So what do these lions mean? These lions depicted in Takashi Murakami's works Of Chinese lions, peonies, skulls and fountains and As the interdimensional waves run through me I can distinguish between the voices of angel and evil! represent the karajishis, ancient mythical Chinese lions that guarded Buddhist temples separating the sacred areas from evil. These mythological figures, first represented by Chinese and then Japanese, were inspired by descriptions heard by the Indian and Assyrian, without ever had seen a real one. In the legend, these lions, believed to be born from a dragon, threw their cubs off the cliffs to test their strength.
So here is Murakami representing these lions with their cubs playing around on the top of their parent above a bridge formed by human skulls. Since it is to assume that these cubs are the survival of the fittest, maybe the thought Murakami is giving us here is that growing up is not so easy...
But what about the titles of these two works we have here? Clearly Of Chinese lions, peonies, skulls and fountains tell us about these karajishi we’ve mentioned before, we see the skulls and we see the fountains on the sides but, as occidental-cultured, we may ask ourselves: where are the peonies? Well, shoguns (in medieval Japan, they were landlords with their own samurai army) had the lion as the strongest and king of all animals, and they had the peony as the queen of all flowers, so both the lion and the peony were symbols of luxury. Legends tell the lion, the most fearful animal was afraid of a tiny bug. A tiny bug that could get under its skin and eat him from the inside. But this bug was killed by the flower of the peony so karajishis would always be found resting over these flowers. Like in ying-yang, the fiercest creature is tempered by the most delicate of the flowers, the peony.
Regarding As the interdimensional waves run through me I can distinguish between the voices of angel and evil!, the reference to Japanese traditional culture meets with the previous work. But it is possible that in this work, Takashi Murakami want to get us closer to a thought about multiple dimension worlds like Edwin A. Abbott does in his novel Flatland: A romance of many dimensions. In this novel Edwin A. Abbott tells the story of Square, from Flatland, whom one day has a revelation where he travels to a world unknown, Lineland. There, only one dimension exists and its citizens, dots and lines, can only move on a line back and forth. Square meets the king of Lineland to whom he tries to explain the reality of his world of two dimensions. The king cannot believe him, takes Square as a fool and expels him from his world. Back in Flatland, Square meets Sphere who tells him about a three dimensional universe, a concept that Square doesn’t understand and so he rejects Sphere the same way the king from Lineland rejected him. Square is only able to accept the existence of a world more complex than his when Sphere shows him Spaceland to make him understand that there are other realities different from his. The novel is a satire about the social hierarchy of the Victorian society and talks about learning to aspire and how to teach others to have aspirations and accept other realities. Maybe it is natural for the human being to consider our own perception as the right one, criticizing lower realities and not accepting whatever that contradicts our own perception of the world we live in. Relating this to Murakami’s work, he uses the term superflat to deal with his own work and he does it under a formal or aesthetic point of view, but projecting it into what is historical and social.

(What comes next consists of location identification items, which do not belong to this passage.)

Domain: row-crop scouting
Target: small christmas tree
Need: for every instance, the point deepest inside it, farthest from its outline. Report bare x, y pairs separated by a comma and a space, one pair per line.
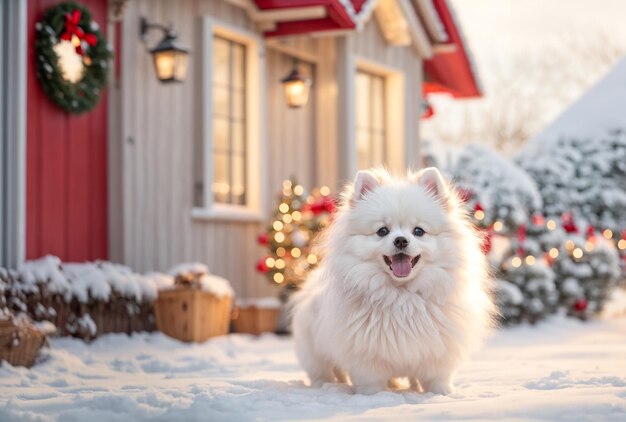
297, 220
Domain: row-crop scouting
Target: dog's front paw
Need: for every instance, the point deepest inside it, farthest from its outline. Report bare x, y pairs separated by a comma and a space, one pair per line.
368, 389
439, 387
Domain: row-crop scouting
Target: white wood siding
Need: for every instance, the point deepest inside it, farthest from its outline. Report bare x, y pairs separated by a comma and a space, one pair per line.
157, 125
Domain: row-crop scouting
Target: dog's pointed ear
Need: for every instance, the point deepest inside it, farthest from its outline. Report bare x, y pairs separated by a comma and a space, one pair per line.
364, 182
431, 180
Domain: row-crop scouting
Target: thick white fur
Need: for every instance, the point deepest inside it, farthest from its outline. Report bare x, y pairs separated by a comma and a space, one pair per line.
354, 318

Finally, in these two pieces we can see a line of Chinese characters that belong to an ancient Buddhist text, it says: “Grass, trees, countries, the earth itself–all these shall enter wholly into Buddhahood.”
Takashi Murakami shows us in these works his knowledge about traditional culture and how he understands it making it clear that he is a man with deep thoughts about philosophy, religion and his spiritual roots.